As well as the ability to work on non-related open source software projects in their free time!
Can you give an example of a company that you think is doing a really good job of working with the community or maintaining an independent community?
I would cite two examples that represent how companies can be successful while maintaining an open community. The first would be RedHat around Linux development. Linux is not controlled by any one company – rather it is contributed to by multiple vendors as well as independent developers. Obviously full credit for this can’t go to RedHat, since they need to work within the constraints of how the Linux project is structured, but they have done a good job of demonstrating that you can make money and be successful without controlling the IP. It remains to be seen if that same model will be true for JBoss.
The second example would be Mozilla around Firefox. Mozilla has developed a business model that seems to work without limiting community involvement.
Many companies have open source products but not an external open source community, what benefits of open source software do you think they are missing out on?

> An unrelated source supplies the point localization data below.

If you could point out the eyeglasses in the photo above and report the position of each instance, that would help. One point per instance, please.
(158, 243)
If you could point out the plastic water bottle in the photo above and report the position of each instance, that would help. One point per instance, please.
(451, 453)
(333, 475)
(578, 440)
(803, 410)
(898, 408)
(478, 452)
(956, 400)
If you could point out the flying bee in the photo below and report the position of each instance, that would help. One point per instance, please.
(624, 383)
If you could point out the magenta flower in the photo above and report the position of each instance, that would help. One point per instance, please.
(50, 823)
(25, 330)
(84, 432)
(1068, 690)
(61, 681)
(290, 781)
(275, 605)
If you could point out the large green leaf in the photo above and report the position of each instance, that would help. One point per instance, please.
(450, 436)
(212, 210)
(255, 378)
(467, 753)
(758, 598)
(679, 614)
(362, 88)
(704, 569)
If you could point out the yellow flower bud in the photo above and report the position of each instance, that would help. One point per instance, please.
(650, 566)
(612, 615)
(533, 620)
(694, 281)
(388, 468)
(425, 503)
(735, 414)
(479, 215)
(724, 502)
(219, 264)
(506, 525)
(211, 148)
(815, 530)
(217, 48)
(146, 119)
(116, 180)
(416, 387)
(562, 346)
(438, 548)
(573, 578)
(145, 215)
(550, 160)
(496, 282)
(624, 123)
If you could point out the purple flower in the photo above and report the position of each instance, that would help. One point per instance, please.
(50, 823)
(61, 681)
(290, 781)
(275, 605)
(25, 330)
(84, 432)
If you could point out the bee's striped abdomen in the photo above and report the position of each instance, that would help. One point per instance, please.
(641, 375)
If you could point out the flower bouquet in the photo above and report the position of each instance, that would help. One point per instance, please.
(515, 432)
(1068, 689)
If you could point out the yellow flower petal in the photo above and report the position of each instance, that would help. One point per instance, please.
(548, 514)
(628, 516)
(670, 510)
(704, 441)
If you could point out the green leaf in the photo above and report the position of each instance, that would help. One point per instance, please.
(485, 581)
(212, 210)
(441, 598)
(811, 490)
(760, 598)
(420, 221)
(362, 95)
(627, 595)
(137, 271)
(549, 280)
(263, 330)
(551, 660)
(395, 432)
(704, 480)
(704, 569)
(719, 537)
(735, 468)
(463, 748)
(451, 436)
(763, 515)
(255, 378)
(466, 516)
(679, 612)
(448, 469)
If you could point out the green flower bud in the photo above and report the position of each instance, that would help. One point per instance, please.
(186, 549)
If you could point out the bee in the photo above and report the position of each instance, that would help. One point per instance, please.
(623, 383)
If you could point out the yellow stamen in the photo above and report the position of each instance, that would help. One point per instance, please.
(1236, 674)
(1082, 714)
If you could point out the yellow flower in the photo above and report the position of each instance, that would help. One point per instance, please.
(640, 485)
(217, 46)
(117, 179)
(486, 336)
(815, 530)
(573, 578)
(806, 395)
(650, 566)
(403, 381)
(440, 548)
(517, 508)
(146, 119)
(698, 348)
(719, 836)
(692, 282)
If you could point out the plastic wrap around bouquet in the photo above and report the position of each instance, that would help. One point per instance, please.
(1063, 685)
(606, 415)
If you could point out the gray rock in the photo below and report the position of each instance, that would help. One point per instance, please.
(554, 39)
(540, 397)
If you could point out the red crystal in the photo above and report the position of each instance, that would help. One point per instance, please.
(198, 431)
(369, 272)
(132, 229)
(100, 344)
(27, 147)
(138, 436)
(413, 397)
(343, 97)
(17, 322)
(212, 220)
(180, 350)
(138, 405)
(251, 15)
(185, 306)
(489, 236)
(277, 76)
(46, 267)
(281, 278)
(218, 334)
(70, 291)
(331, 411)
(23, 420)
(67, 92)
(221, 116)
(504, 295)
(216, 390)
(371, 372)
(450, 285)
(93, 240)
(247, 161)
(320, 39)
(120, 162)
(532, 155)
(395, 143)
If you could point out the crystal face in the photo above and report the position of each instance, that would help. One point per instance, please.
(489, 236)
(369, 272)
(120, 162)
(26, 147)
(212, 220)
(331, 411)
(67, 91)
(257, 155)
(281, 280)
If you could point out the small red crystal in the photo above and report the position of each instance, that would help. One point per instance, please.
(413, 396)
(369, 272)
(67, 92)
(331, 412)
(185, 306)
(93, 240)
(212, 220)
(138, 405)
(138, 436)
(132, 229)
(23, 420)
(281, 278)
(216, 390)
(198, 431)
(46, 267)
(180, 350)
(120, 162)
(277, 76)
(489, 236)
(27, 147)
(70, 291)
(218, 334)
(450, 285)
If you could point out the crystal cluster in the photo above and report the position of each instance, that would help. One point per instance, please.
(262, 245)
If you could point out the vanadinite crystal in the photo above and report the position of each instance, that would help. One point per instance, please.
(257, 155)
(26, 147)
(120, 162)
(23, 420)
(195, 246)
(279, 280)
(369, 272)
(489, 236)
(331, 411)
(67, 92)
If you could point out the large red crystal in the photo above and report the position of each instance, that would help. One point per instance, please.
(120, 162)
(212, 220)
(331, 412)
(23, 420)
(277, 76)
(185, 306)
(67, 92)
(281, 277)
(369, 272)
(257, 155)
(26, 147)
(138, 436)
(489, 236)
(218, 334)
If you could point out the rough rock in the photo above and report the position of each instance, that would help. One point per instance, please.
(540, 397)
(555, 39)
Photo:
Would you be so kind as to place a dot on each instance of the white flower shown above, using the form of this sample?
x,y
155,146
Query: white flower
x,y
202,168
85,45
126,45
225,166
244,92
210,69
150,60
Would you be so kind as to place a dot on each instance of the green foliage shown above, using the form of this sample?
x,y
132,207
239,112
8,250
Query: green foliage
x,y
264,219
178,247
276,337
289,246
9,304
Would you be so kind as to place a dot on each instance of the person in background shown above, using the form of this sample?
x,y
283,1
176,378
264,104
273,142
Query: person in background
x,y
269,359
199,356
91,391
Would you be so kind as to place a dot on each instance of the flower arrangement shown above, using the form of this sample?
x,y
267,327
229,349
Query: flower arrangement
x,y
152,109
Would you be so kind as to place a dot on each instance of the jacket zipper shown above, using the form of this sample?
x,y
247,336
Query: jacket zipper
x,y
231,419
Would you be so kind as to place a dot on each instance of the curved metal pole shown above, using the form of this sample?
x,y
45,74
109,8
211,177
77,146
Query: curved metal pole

There are several benefits of open source, but some of the most important benefits come from having a broad, diverse and open community. By doing so, there are economies of scale by sharing the development and maintenance efforts. There is also a breadth of requirements and a breadth of technical solutions that may be limited when all developers are internal to the company. Companies that don’t stay open to a community that extends beyond their employees will really be returning to some of the limitations of proprietary software.
Anybody else, thoughts to share on open source companies, communities and employment?
Disclaimers: I used to work at OpenLogic and I still occasionally do some writing and consulting for them. OpenLogic pays open source software community members to support open source software projects on an issue by issue basis for Global 2000 companies. I approached Kim about doing this interview.